"O SONHO RECORRENTE"
(conto n.5)
De modo impessoal, ele tentou dizer-lhes o quanto aquilo o incomodava. Não obtendo acolhida, pensou no que faria a seguir. Não que isso fosse fácil, não que isso fosse o recomendado. Nem sempre pensar muito era o melhor a fazer...
Entanto, lembrou-se de todos os sonhos que alimentara quando ainda sentado no banco da faculdade e que permaneceram nos primeiros anos, antes da sucessão de pequenas renúncias - em nome da necessidade. A família que formara precisara de seu provedor e ele se adaptara.
A crise maior chegara com a meia idade, agora atingindo uma espécie de saturação dolorosa, e ela aliara-se às mudanças impostas na empresa. Ele fora avisado que teria um chefe, um jovem executivo, a quem prestaria contas. Ponderou que o jovem poderia ter atributos, estar mais atualizado que ele, mas sentia-se humilhado e sua promoção seria, por ora, inviável. A falta dessa perspectiva era muito dura e ficou desesperançado.
Enquanto juntava seus pertences, pensava no que desejava. Ter um barzinho à beira mar, pés na areia, coqueiros, mesas ao luar, violão, amigos.... O azul.
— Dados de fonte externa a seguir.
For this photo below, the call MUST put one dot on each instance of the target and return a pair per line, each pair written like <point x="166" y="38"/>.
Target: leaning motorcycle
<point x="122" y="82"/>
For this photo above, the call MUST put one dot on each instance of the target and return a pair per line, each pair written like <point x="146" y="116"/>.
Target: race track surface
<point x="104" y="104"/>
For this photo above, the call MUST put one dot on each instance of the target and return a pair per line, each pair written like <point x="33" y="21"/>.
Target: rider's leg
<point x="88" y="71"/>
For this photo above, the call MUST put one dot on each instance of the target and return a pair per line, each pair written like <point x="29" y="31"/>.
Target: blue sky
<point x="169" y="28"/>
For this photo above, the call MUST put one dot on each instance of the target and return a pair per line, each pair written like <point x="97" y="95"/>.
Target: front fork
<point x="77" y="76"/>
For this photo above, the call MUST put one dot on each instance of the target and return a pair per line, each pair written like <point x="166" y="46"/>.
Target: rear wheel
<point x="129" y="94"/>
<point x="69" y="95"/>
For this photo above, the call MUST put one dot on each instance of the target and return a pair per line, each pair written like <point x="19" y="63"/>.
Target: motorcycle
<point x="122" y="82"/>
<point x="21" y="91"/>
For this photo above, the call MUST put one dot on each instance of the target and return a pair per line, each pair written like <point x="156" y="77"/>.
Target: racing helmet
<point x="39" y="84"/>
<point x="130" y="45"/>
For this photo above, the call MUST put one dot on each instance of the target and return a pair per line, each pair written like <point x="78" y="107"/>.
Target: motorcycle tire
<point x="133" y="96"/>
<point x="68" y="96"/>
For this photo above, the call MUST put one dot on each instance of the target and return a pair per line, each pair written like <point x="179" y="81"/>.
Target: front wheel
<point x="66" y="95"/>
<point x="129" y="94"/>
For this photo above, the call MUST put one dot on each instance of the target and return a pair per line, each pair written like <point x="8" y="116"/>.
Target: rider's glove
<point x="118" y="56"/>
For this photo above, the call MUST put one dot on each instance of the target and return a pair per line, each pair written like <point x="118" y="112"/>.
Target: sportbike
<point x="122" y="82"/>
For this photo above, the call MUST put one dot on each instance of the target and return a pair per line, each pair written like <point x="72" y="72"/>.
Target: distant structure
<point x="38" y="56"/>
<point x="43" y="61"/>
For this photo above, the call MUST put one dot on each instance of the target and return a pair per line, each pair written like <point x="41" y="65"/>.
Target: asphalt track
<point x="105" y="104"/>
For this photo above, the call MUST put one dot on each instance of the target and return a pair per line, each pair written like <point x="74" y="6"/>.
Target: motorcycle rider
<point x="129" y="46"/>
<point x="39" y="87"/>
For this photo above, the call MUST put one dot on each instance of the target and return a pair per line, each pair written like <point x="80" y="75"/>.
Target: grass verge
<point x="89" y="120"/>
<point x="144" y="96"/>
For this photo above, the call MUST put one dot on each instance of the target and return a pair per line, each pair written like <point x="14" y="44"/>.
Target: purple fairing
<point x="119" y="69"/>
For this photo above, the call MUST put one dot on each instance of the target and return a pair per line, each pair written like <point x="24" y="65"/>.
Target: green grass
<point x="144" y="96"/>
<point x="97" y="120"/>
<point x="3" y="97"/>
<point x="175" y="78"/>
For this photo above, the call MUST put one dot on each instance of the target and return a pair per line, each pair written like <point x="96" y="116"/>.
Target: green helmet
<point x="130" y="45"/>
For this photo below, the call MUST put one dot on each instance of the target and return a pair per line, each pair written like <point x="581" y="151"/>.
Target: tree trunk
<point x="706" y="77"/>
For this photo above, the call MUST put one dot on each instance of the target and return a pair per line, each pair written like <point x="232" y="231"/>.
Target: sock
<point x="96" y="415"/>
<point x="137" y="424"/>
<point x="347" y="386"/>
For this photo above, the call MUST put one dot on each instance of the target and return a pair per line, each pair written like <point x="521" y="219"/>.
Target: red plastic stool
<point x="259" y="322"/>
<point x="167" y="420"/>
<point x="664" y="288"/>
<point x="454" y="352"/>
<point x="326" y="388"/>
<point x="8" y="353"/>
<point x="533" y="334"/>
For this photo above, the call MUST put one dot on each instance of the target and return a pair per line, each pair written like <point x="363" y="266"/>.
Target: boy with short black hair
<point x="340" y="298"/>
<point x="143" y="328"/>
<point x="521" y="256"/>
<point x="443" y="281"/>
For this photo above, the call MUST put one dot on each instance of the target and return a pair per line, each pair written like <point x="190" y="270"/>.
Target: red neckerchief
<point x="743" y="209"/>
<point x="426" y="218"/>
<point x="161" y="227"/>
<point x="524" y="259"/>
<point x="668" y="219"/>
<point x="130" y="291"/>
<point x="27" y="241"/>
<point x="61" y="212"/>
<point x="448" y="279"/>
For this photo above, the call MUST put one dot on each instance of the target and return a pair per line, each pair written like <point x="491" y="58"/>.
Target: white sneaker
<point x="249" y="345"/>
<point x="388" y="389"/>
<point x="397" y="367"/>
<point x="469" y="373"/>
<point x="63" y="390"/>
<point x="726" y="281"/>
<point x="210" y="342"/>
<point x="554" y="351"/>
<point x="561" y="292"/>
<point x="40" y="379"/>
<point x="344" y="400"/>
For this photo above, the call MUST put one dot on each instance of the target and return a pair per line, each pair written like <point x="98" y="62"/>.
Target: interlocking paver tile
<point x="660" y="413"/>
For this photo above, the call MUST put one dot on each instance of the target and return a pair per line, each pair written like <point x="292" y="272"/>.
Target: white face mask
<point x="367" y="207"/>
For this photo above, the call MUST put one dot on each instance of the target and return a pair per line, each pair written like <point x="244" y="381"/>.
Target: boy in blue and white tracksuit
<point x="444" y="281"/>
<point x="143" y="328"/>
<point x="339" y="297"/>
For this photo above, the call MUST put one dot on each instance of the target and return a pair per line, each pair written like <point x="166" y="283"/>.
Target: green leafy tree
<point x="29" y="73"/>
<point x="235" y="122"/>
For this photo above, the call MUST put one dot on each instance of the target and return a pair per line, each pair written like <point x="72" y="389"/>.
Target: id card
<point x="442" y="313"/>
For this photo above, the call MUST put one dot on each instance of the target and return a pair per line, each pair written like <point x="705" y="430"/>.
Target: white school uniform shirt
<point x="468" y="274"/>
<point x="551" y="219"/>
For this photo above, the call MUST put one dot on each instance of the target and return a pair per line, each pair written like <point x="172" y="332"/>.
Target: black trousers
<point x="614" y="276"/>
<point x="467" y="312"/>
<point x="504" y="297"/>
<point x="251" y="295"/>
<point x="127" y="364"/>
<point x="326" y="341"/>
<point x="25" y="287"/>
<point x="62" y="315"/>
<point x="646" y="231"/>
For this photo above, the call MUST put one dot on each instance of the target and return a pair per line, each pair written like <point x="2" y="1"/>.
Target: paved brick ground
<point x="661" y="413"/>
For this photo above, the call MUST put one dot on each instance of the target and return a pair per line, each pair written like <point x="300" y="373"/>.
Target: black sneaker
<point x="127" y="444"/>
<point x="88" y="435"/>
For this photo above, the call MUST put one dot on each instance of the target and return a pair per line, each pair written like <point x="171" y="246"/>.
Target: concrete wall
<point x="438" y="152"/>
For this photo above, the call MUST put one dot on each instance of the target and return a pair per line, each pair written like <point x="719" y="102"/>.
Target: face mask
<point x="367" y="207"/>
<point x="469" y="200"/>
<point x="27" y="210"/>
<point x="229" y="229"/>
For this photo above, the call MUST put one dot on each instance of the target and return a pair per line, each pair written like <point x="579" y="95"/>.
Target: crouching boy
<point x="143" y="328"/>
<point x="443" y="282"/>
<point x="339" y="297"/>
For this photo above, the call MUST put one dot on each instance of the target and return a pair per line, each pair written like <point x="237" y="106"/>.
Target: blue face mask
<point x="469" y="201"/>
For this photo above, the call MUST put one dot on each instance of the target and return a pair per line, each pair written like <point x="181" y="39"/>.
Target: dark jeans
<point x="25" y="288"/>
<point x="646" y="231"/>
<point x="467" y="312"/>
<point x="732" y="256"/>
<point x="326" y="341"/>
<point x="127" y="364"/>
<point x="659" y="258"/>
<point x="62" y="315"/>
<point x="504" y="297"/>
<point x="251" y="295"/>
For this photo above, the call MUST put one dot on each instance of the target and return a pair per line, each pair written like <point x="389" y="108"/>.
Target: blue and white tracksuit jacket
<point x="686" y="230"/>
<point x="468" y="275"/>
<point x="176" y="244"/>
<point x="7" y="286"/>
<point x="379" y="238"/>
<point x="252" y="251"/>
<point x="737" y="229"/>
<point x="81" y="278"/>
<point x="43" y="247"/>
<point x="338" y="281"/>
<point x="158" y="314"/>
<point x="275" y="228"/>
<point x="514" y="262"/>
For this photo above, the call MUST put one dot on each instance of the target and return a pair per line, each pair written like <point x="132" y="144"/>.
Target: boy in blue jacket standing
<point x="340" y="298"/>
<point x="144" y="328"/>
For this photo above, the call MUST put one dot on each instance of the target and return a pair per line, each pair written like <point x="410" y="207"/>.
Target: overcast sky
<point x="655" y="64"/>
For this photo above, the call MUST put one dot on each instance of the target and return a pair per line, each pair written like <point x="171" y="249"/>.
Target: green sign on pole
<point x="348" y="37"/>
Um tipo de liberdade. A deliciosa visão era tão real que parecia filme em sua mente, algo bem ao alcance de suas mãos. Percebeu, então, que aquilo o acompanhara pela vida, aquele desejo forte que nunca o deixara ser completamente feliz. Seu sonho recorrente.
Sorrindo pela primeira vez em semanas, fechou a porta atrás de si, encerrando, de vez, essa longa etapa de sua vida. O sol, que atravessava a janela do corredor, pareceu entender tudo o que sentia - e sua decisão.
Respirou fundo. Ergueu a cabeça resolutamente, desta vez, ao entrar em sua nova saleta.